Tuesday, February 14th, 2012

Pay For Play: Blog Investing as "Hush Money"

If you love Internet drama—and why wouldn't you? It's so spiritually refreshing and intellectually fulfilling!—don't miss the current "Silicon Valley tech reporter/investor" throw-down happening at multiple showcases near you. Here's a pretty good entry point: "This started when Nick Bilton of the New York Times posted an item criticizing Path, which had been caught up in a firestorm when it emerged that Path had been uploading entire address books from people’s iPhones. Bilton made the legitimate point that it’s now become a routine for Valley companies to do something sleazy, get caught, then quickly apologize and get hailed as heroes by the Valley for the quality of their apology…. Anyway — Path comes under fire, and guess who rides to the rescue? Michael Arrington, who runs CrunchFund, an investor in Path, launches a blistering critique of Bilton himself." Then it gets ugly: "another VC recently told me his firm recently had passed on opportunities to invest in some new tech blogs that were proposing a business model he described as 'hush money.'" If you really want to get into it you can read Arrington's response or MG Siegler's (basically: "His words reek of jealousy. Of disillusionment. He’s angry. He doesn’t get it.") or go visit a bunch of peoples' Twitters, all of whom are very agitated! The narcissism is also amazing.

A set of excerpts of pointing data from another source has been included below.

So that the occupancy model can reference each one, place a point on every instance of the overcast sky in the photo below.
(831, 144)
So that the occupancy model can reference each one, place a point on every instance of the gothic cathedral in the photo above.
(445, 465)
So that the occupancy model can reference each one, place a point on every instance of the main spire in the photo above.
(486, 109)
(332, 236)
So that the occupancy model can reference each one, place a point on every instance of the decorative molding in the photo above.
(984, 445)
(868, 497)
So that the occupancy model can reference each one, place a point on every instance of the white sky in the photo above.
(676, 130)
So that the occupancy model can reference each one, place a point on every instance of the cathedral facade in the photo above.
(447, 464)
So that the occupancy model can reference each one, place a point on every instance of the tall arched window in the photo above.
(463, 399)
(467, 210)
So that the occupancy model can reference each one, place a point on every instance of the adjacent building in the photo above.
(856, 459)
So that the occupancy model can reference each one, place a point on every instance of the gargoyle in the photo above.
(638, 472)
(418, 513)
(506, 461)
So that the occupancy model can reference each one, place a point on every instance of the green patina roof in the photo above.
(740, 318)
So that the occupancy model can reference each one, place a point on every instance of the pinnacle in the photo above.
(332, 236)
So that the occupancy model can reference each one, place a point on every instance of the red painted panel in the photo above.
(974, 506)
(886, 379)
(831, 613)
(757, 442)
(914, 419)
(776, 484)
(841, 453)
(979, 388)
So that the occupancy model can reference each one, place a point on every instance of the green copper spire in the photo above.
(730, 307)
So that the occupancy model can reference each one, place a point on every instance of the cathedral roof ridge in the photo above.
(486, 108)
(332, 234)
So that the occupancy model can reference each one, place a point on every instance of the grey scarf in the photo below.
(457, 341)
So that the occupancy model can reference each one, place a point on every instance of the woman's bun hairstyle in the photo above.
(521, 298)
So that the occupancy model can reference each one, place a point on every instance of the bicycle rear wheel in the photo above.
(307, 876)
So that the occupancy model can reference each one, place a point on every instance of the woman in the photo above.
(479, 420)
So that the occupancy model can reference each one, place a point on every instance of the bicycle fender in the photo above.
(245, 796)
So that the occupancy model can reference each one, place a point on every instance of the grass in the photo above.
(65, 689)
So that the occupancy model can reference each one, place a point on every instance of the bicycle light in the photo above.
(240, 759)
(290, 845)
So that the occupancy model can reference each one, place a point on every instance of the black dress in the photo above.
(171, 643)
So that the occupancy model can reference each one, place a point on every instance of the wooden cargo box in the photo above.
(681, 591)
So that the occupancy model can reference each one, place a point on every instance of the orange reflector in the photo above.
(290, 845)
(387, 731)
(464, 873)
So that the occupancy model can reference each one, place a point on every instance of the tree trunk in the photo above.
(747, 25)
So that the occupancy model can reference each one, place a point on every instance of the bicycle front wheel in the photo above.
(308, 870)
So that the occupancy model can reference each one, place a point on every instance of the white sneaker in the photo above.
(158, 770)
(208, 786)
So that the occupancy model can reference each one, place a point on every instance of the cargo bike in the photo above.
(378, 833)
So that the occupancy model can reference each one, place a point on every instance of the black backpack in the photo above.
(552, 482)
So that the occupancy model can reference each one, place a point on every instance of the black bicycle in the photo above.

8 Comments / Post A Comment

shorter everything: overmoneyed white dudes be trippin'

Leon (#6,596)

As a dude who works at a tech startup in a far from high-ranking position (even in a small company, there are peons) this shit is infuriating. Our tiny niche B2B industry has niche industry blogs, and if you frequently "buy ad space" on those blogs, you get better coverage, win better awards, etc.

Which sucks, because all of that is money that should be better spent investing in people – people to write better code, do better QA, provide better software support, run user groups, provide operational support.

The capital invested in "ad buys" for these fake journalists is a real loss of capital which could be spent growing the company in a meaningful way. This leads to a negative impact on actual job creation.

brianvan (#149)

Would there be anything wrong with throwing these people in jail? I'm willing to put the Bill of Rights on hold for these douchenozzles.

The funny thing is that Bilton's employer is guilty of doing the same "cover only the people generating the most hot air" routine. The Times seems not to be interested in the legit 95% of the industry. But if a pea rolls out of Nick Denton's ass or one of Mark Zuckerberg's triple-chromosome siblings starts up a new lemonade stand, they're all over it!

NinetyNine (#98)

Siegler is also an employee (investor?) of CrunchFund.

Also fun: Paul Carr praising Murdoch (!!!) for protecting loyal employees (OMERTA!11!!!) the day the Guardian reports that an internal News Corp committee is likely the source of info that led to nine Sun employee arrests.

jolie (#16)

If he had used '3' in place of 'three' he could have spelled 'tomorrow' out in full.

logan (#2,811)

As always, Brian distilled this issue pretty well last night. Here are a few of his crucial tweets, in reverse chron:
@blam @joeljohnson it's not ok or not ok. it just makes sense and no one should be surprised. it's boring to be surprised by it. obvious.
@blam If you don't get why @arrington @parislemon invest you have a shallow understanding of power. But they can't attack others $ motives either
@blam there are few actual story arcs in technology news. People play make believe like Gi joes

More here

It's kind of an interesting doublethink when MG Siegler says that most tech writing is total bullshit, and that now that he's on the other side of the coin, investing in businesses, he has a clearer perspective.

He's directly legitimizing the idea that the only people who know enough about the technology world to accurately write about the technology world are people who are directly involved in building and running technology companies.

In other words, his vision of tech journalism is for investors to write the news. Literally. It's kind of a thoroughly amazing rationalization. Like it's so bizarre and Orwellian that you can't really imagine how anybody could buy it.